PUBLIC HEARING HELD AUG. 25 ON NEW FEMA CLATSOP COUNTY FLOOD MAPS

The Clatsop County Board of Commissioners will take public testimony at a hearing Wednesday, Aug. 25 on new federal flood maps.
The hearing is scheduled for 6 p.m. Aug. 25 at the Judge Guy Boyington Building, 857 Commercial St., Astoria.
The maps, part of the National Flood Insurance Program, identify areas of the county susceptible to “100-year floods,” or flood events projected to occur once every 100 years.

The new FEMA maps were developed as part of an initiative launched in 2003 to transform old, paper flood-plain maps into easier-to-use digital versions. Along with the map modernization project, FEMA also launched a nationwide program to evaluate flood-control levees across the country and ensure they met the federal agency’s minimum design and maintenance standards.
As a result of the evaluation, all levees in Clatsop County were deemed non-compliant, and properties on land protected by the levees are now considered at risk of flooding.
When the new maps were first made public in 2007, many property owners and local official complained that they contained numerous inaccuracies. Clatsop County and the City of Warrenton filed a formal appeal, but aside from some minor changes FEMA adopted the maps and forwarded them to local jurisdictions last March to incorporate into their land-use codes.

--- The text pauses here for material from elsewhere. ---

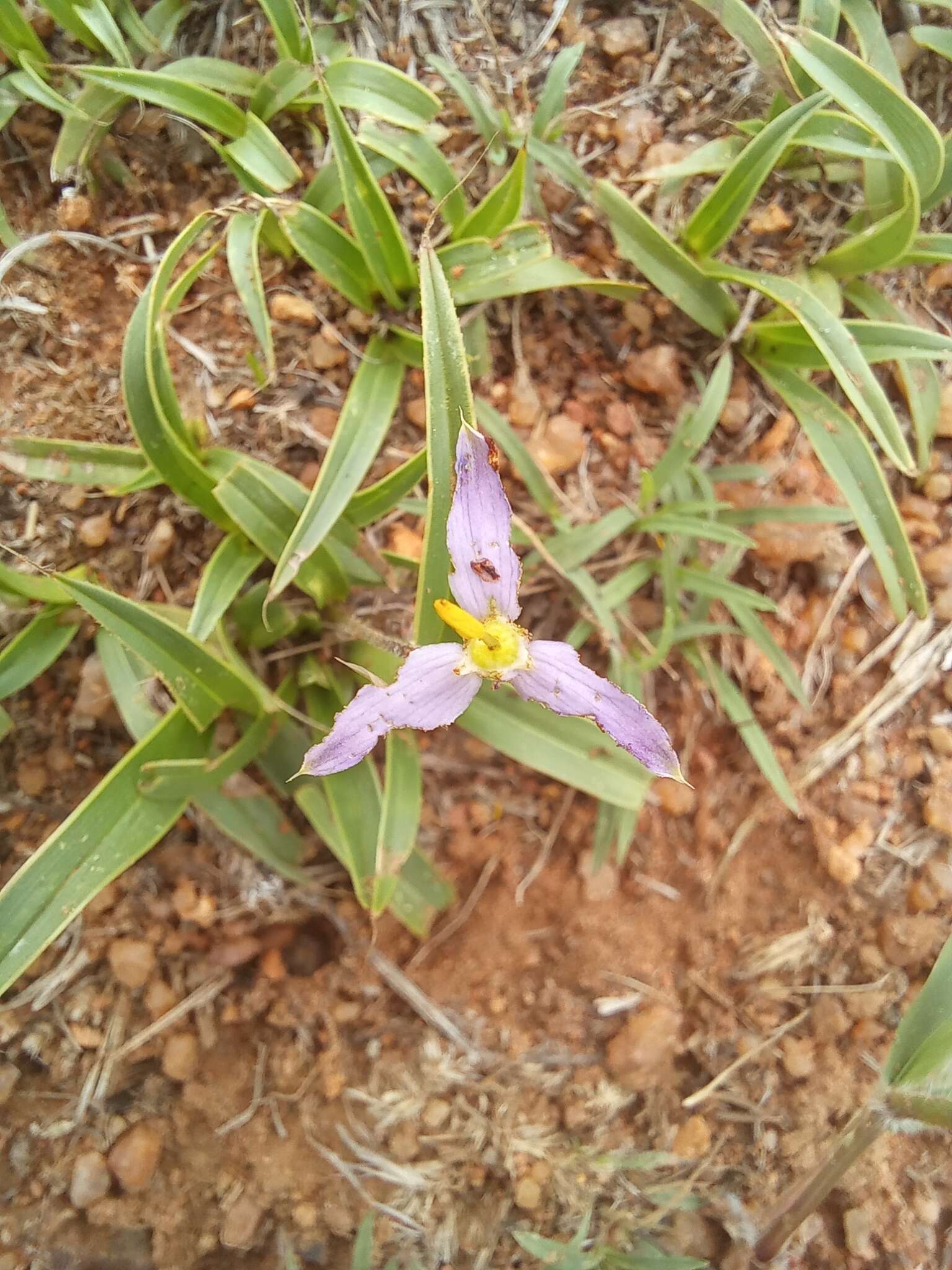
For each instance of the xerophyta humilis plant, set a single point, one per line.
(438, 682)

If the board of commissioners doesn’t adopt the new maps by FEMA’s Sept. 17 deadline, the county could be dropped from the National Flood Insurance Program, leaving affected property owners ineligible for coverage through the program.

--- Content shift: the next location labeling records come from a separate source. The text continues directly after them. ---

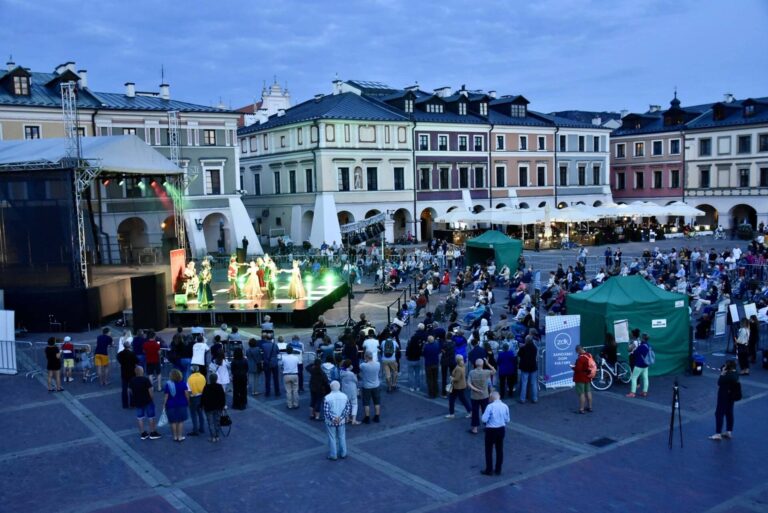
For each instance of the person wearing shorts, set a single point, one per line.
(101, 356)
(369, 374)
(144, 402)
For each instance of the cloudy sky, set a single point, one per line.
(561, 54)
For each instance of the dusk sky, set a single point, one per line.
(560, 54)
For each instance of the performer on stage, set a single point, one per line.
(252, 287)
(204, 293)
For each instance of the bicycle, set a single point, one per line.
(607, 372)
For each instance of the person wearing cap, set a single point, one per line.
(336, 411)
(196, 384)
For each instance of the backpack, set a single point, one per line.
(591, 366)
(389, 348)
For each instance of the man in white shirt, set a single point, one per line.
(495, 418)
(291, 378)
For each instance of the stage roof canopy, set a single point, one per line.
(122, 154)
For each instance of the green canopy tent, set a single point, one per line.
(662, 315)
(493, 244)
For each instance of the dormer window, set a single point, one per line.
(517, 111)
(21, 86)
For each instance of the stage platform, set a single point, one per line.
(322, 293)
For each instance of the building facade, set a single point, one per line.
(133, 217)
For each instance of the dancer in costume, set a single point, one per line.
(252, 287)
(204, 293)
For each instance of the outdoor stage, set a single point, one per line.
(322, 292)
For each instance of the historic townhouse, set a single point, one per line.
(416, 154)
(132, 217)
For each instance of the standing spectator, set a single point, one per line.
(369, 373)
(495, 417)
(101, 356)
(728, 391)
(255, 365)
(291, 378)
(507, 371)
(143, 401)
(176, 403)
(479, 379)
(582, 379)
(742, 347)
(128, 363)
(196, 384)
(528, 368)
(641, 367)
(214, 402)
(336, 411)
(431, 352)
(239, 368)
(459, 388)
(53, 364)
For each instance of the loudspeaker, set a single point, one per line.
(148, 297)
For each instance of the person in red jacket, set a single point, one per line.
(582, 378)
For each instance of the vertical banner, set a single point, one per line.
(178, 263)
(562, 338)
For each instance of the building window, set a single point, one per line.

The county’s action covers only the unincorporated areas of Clatsop County. Cities must adopt FEMA flood maps covering any affected lands within their boundaries.

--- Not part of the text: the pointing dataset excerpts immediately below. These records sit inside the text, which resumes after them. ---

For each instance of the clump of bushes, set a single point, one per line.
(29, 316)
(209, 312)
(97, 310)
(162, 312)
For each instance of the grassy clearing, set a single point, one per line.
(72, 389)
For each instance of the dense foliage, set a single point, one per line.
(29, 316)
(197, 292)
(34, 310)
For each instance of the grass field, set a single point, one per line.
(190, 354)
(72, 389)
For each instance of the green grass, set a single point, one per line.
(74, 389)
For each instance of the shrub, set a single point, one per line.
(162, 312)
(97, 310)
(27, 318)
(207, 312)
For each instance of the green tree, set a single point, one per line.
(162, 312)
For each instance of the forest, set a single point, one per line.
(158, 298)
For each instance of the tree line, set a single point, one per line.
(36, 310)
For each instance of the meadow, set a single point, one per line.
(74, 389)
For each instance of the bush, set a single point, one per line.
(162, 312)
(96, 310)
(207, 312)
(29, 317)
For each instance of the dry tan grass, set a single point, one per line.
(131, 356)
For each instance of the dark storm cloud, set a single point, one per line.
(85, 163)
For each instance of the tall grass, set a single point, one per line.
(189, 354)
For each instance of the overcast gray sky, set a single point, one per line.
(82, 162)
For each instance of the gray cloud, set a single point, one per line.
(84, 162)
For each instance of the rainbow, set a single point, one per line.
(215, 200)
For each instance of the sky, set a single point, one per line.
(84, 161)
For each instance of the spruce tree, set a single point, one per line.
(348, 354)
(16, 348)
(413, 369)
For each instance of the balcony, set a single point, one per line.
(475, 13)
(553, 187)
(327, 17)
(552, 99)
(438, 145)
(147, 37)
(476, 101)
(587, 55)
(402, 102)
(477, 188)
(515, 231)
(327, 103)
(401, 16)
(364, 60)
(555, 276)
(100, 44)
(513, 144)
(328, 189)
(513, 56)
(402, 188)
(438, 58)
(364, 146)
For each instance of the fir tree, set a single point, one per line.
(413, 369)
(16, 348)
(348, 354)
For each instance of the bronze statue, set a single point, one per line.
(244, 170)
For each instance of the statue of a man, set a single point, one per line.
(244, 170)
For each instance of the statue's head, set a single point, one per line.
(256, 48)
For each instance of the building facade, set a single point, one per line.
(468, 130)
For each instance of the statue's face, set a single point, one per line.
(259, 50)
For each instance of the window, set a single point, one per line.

Earning FEMA certification is difficult for many local diking districts because they are required to have professional engineers inspect and sign off on the structures, something many engineers are reluctant to do because of liability concerns, according to County Planner Jennifer Bunch. In other cases, some levees in the county were deemed too short to hold back 100-year-flood waters, but raising them to the necessary height would require extensive widening of the base into sensitive areas like wetlands, she said.
Areas of the county most impacted by the new maps are Brownsmead and Miles Crossing/Jeffers Garden. FEMA also incorporated findings from a 2007 study of the Necanicum/Beerman Creek area south of Seaside that greatly expanded the flood hazard zone there.
The result for property owners in the affected areas is more stringent building standards, specifically an increase in minimum heights for habitable dwellings to place them above the new Base Flood Elevation. The county planning division is already enforcing these height requirements for new structures ? in Miles Crossing, one new home was required to be built with its first floor more than six feet above the ground.
The complete staff report on the Flood Hazard Overlay ordinance can be viewed on the Clatsop County website, www.co.clatsop.or.us under “Hot Topics.”